Puerto Rico communities get new sewer line with Recovery Act funds
SAN JUAN, PR, Feb. 3, 2010 -- Puerto Rico is dedicating more than $8 million of its American Reinvestment and Recovery Act funding to upgrade a sewer line that stretches from Loíza to Carolina...
• Project will protect public health, create jobs
SAN JUAN, PR, Feb. 3, 2010 -- In a move that protects public health and the environment while creating jobs and boosting the economy, the Commonwealth of Puerto Rico is dedicating more than $8 million of its American Reinvestment and Recovery Act funding from the U.S. Environmental Protection Agency (EPA) to upgrade a sewer line that stretches from Loíza to Carolina. EPA Regional Administrator Judith Enck and Puerto Rico Governor Luis G. Fortuño visited the Loíza portion of the project today to check on its progress.
Using the Recovery Act money, the Puerto Rico Aqueduct and Sewer Authority (PRASA) is replacing a badly degraded three-mile-long sewer line that connects a pumping station in Torrecillas Alta Ward in Loíza with the Carolina Wastewater Treatment Plant. The Carolina plant serves the municipalities of Carolina, Canovanas, Loíza, Trujillo Alto and Rio Grande, and treats nearly 30 million gallons of sewage every day. The new, state-of-the-art sewer line will eliminate potential sewage leaks from the sewer line into the Rio Grande de Loíza, which is used for fishing and recreational purposes.
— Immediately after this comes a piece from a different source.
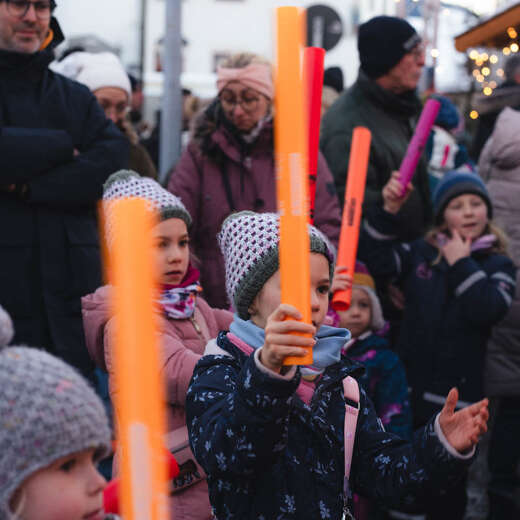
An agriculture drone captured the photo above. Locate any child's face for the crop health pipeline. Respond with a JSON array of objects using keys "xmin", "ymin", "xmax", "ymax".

"Upgrading of the sewer lines at the Carolina wastewater treatment facility is a great example of how we can combine job creation with environmental preservation and human health protection," said EPA Regional Administrator Judith Enck. "Ensuring the proper and efficient treatment of wastewater in Puerto Rico is vital to the health of Commonwealth's nearly 4 million residents and invaluable aquatic ecosystems."
Properly functioning sewer lines and other wastewater infrastructure systems are essential to protecting public health and the environment. Damaged equipment can lead to contaminated drinking water and recreational waterways, beach closings and pollution. The project will cost $14.9 million, with $8.5 million coming from the American Reinvestment and Recovery Act funds awarded to Puerto Rico last year. The project is creating more than 90 new jobs in Puerto Rico and is expected to be completed by June. The Carolina Regional Wastewater Treatment Plant started operations in 1985, and is owned and operated by PRASA.
President Obama signed the American Recovery and Reinvestment Act of 2009 on February 17, 2009, and has directed that the Recovery Act be implemented with unprecedented transparency and accountability. To that end, the American people can see how every dollar is being invested at Recovery.gov.
Last July, EPA awarded more than $50 million to the Puerto Rico Environmental Quality Board to help municipal governments and wastewater utilities fund projects to protect lakes, ponds and streams in communities across the Commonwealth. The grant went to the commonwealth's Clean Water State Revolving Fund program, which provides low-interest loans for water quality protection projects for wastewater treatment, non-point source pollution control, and watershed and estuary management. An unprecedented $4 billion has been awarded to fund wastewater infrastructure projects across the country under the American Recovery and Reinvestment Act.